Un vigile che sta girando per verificare la regolarità della sosta (ha un bel dire Corradini che non ce ne sono, se ne incontrano ogni giorno) si trova già sul luogo dove sono giunte decine di segnalazioni per i problemi più vari, e può intervenire, facendo pochi metri, senza dover impostare una missione apposita; può controllare casi reiterati di degrado, e verificarne lo stato attuale; può dare supporto ad altri servizi comunali, che sono inchiodati a vagliare carta in ufficio e spesso non riescono a fare i controlli sul luogo, come per i cantieri; e chi più ne ha più ne metta. Chi conosce le potenzialità di questi mezzi tecnologici mobili ed interattivi ne capisce i vantaggi che ne possono derivare.

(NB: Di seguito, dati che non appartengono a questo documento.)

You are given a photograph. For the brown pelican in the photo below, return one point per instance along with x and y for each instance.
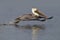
(35, 15)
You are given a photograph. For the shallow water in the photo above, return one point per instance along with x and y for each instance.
(49, 30)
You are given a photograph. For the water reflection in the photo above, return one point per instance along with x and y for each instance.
(35, 30)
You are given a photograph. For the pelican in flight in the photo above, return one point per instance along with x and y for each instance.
(35, 15)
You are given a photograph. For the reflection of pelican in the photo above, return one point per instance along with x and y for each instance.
(36, 14)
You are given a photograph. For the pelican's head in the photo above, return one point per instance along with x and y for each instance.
(33, 11)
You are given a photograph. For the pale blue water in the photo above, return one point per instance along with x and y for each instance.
(10, 9)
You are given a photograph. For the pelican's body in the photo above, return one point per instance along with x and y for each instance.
(36, 14)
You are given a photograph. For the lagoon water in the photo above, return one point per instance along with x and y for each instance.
(10, 9)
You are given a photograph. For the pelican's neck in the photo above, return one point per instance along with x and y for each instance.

In confronto ai soldi per rimpiazzare periodicamente i proiettili, che hanno una data di scadenza e che comportano migliaia di euro di esborsi per non essere usati, o alle splendide spaghettate a base di spray al peperoncino, crediamo che molti più risparmi possano venire da un efficiente organizzazione della polizia municipale sul territorio. Questo spetta al comandante Russo e non a noi, ed è altrettanto vero che avevamo proposto palmari e non iPad, ma pensiamo che la strada sia quella.

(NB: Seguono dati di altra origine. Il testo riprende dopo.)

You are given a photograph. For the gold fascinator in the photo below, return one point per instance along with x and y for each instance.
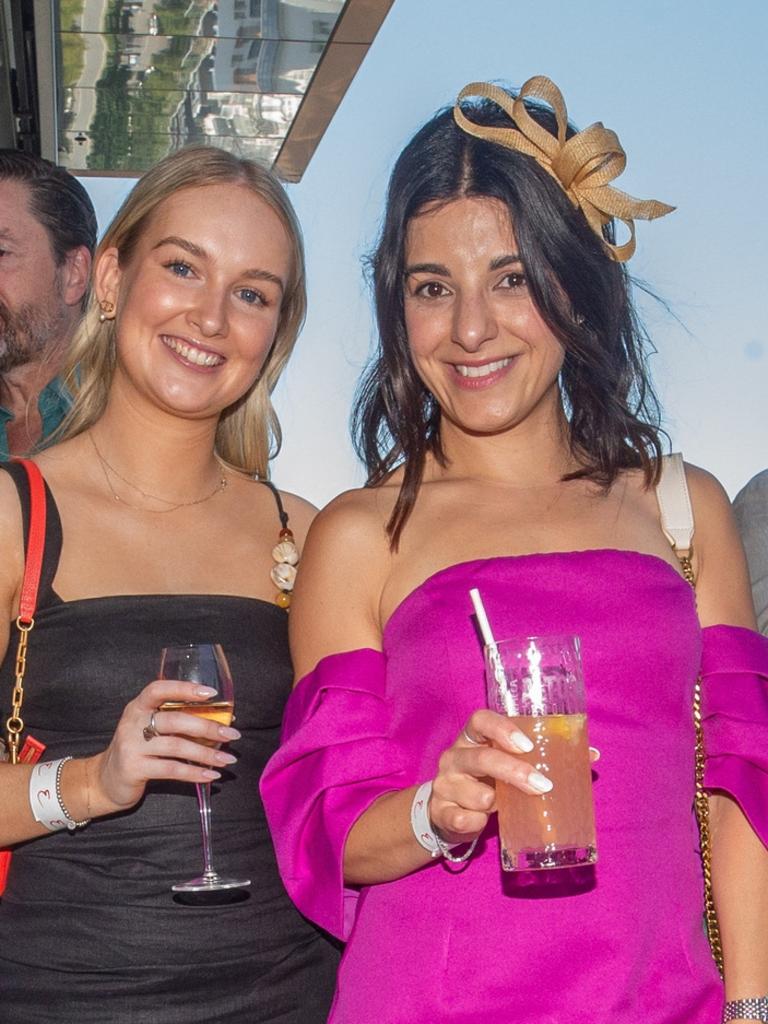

Confindustria Reggio, se l’innovazione è un nuovo casello autostradale vivete nel passato. Abbiamo idee migliori e meno costose

Scritto il 19 ottobre 2011 da

Gli studi e le proposte degli Industriali di Reggio Emilia, a fronte di una crisi che cambia i connotati della nostra economia, lasciano basiti sia per i costi che per le scarse prospettive e l’inesistente innovazione.

Non si vede la relazione tra un nuovo  casello autostradale a Gavassa e l’accesso alla stazione Tav Mediopadana, quando attualmente la costosissima stazione di Calatrava in fase di realizzazione, sarà già servita dal nuovo casello fatto costruire appositamente nelle vicinanze. Teniamo poi presente che il nuovo casello “Reggio Est” richiesto da Confindustria nascerebbe a pochissimi chilometri da quello attualmente esistente.

Con spese folli ed inutili di denaro pubblico si alimentano solo nuove colate di cemento. Con spese molto inferiori si ottengono risultati certi puntando sulle infrastrutture telematiche e la logistica del camion pieno di medio e corto raggio (Area mediopadana).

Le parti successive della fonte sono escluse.